0

Assuming a main "job" table, and two corresponding "log" tables (one for server events and the other for user events, with quite different data stored in each).

What would be the best way to return a selection of "job" records and the latest corresponding log record (with multiple fields) from each of the two "log" tables (if there are any).

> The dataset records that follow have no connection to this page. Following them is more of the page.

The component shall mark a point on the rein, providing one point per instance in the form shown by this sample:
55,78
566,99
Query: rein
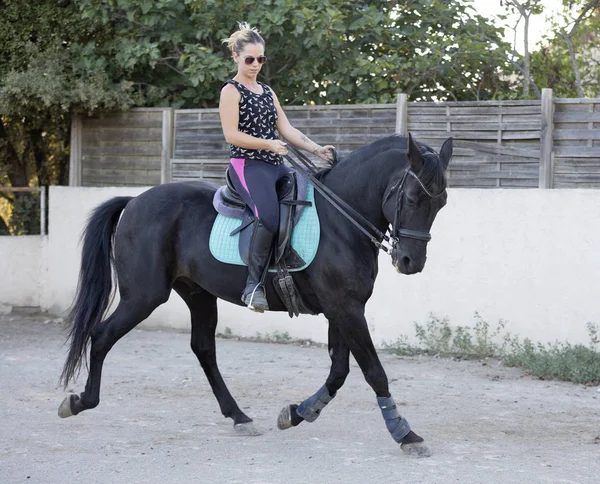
376,236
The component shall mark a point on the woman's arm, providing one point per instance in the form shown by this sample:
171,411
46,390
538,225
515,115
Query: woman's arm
230,113
297,138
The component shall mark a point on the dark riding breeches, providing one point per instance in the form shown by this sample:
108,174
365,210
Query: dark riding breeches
255,181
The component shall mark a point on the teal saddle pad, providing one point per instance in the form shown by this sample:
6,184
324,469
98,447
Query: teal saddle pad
305,237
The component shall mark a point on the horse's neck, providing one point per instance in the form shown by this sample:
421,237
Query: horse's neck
362,184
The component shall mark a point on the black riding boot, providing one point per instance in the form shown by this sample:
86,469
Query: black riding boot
260,251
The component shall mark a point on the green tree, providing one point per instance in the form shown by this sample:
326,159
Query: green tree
525,9
320,51
42,83
569,62
59,57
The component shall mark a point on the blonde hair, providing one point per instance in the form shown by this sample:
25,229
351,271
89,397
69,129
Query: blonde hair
245,35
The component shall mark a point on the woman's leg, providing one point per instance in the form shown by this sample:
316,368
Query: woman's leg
255,181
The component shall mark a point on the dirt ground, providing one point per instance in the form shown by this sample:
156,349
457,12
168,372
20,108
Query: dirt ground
158,421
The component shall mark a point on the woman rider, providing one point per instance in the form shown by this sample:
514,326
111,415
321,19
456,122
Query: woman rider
250,112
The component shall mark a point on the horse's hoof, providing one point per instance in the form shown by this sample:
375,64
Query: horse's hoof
416,449
246,429
66,409
284,421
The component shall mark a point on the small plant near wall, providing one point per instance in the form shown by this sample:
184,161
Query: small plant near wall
576,363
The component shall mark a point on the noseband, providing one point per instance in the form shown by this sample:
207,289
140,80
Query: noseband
397,231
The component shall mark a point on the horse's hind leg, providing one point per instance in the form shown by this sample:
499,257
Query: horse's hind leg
310,409
203,309
126,317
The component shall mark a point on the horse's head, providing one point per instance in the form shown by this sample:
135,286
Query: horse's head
412,201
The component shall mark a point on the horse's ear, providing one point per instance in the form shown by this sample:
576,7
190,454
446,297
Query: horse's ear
446,152
414,155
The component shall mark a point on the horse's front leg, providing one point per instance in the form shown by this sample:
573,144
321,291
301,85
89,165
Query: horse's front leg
310,409
352,326
355,331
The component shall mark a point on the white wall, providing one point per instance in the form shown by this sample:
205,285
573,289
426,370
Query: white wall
21,265
527,256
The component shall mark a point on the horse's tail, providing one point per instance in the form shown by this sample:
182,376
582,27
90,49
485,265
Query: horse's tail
94,289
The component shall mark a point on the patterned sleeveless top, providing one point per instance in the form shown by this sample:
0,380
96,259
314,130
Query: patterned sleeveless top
258,118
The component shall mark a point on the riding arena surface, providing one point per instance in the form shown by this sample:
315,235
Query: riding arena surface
158,420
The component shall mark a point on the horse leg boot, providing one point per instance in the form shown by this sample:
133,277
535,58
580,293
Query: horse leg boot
260,253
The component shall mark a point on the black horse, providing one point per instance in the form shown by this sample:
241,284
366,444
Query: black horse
161,242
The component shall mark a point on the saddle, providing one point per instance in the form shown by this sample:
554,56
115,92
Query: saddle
292,193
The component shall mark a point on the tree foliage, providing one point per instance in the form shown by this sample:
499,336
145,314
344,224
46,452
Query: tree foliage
569,62
320,51
60,57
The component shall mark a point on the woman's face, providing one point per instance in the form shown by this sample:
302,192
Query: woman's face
250,52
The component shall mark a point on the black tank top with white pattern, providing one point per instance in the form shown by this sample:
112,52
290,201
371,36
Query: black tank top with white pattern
258,118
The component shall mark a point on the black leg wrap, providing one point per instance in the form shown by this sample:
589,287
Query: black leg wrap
397,426
310,409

Did get some inspiration from: MySQL Order before Group by

The following SQL would create some example tables/data...

CREATE TABLE job (
    `id` int(11) NOT NULL AUTO_INCREMENT,
    `name` tinytext NOT NULL,
    PRIMARY KEY (id)
);

CREATE TABLE job_log_server (
    `id` int(11) NOT NULL AUTO_INCREMENT,
    `job_id` int(11) NOT NULL,
    `event` tinytext NOT NULL,
    `ip` tinytext NOT NULL,
    `created` datetime NOT NULL,
    PRIMARY KEY (id),
    KEY job_id (job_id)
);

CREATE TABLE job_log_user (
    `id` int(11) NOT NULL AUTO_INCREMENT,
    `job_id` int(11) NOT NULL,
    `event` tinytext NOT NULL,
    `user_id` int(11) NOT NULL,
    `created` datetime NOT NULL,
    PRIMARY KEY (id),
    KEY job_id (job_id)
);

INSERT INTO job VALUES (1, 'Job A');
INSERT INTO job VALUES (2, 'Job B');
INSERT INTO job VALUES (3, 'Job C');
INSERT INTO job VALUES (4, 'Job D');

INSERT INTO job_log_server VALUES (1, 2, 'Job B Event 1', '127.0.0.1', '2000-01-01 00:00:01');
INSERT INTO job_log_server VALUES (2, 2, 'Job B Event 2', '127.0.0.1', '2000-01-01 00:00:02');
INSERT INTO job_log_server VALUES (3, 2, 'Job B Event 3*', '127.0.0.1', '2000-01-01 00:00:03');
INSERT INTO job_log_server VALUES (4, 3, 'Job C Event 1*', '127.0.0.1', '2000-01-01 00:00:04');

INSERT INTO job_log_user VALUES (1, 1, 'Job A Event 1', 5, '2000-01-01 00:00:01');
INSERT INTO job_log_user VALUES (2, 1, 'Job A Event 2*', 5, '2000-01-01 00:00:02');
INSERT INTO job_log_user VALUES (3, 2, 'Job B Event 1*', 5, '2000-01-01 00:00:03');
INSERT INTO job_log_user VALUES (4, 4, 'Job D Event 1', 5, '2000-01-01 00:00:04');
INSERT INTO job_log_user VALUES (5, 4, 'Job D Event 2', 5, '2000-01-01 00:00:05');
INSERT INTO job_log_user VALUES (6, 4, 'Job D Event 3*', 5, '2000-01-01 00:00:06');

One option (only returning 1 field from each table) would be to use nested sub-queries... but the ORDER BY will have to be done in separate queries to the GROUP BY (x2):

SELECT
    *
FROM
    (
        SELECT
            s2.*,
            jlu.event AS user_event
        FROM
            (
                SELECT
                    *
                FROM
                    (
                        SELECT
                            j.id,
                            j.name,
                            jls.event AS server_event
                        FROM
                            job AS j
                        LEFT JOIN
                            job_log_server AS jls ON jls.job_id = j.id
                        ORDER BY
                            jls.created DESC
                    ) AS s1
                GROUP BY
                    s1.id
            ) AS s2
        LEFT JOIN
            job_log_user AS jlu ON jlu.job_id = s2.id
        ORDER BY
            jlu.created DESC
    ) AS s3
GROUP BY
    s3.id;

Which actually seems to perform quite well... just not very easy to understand.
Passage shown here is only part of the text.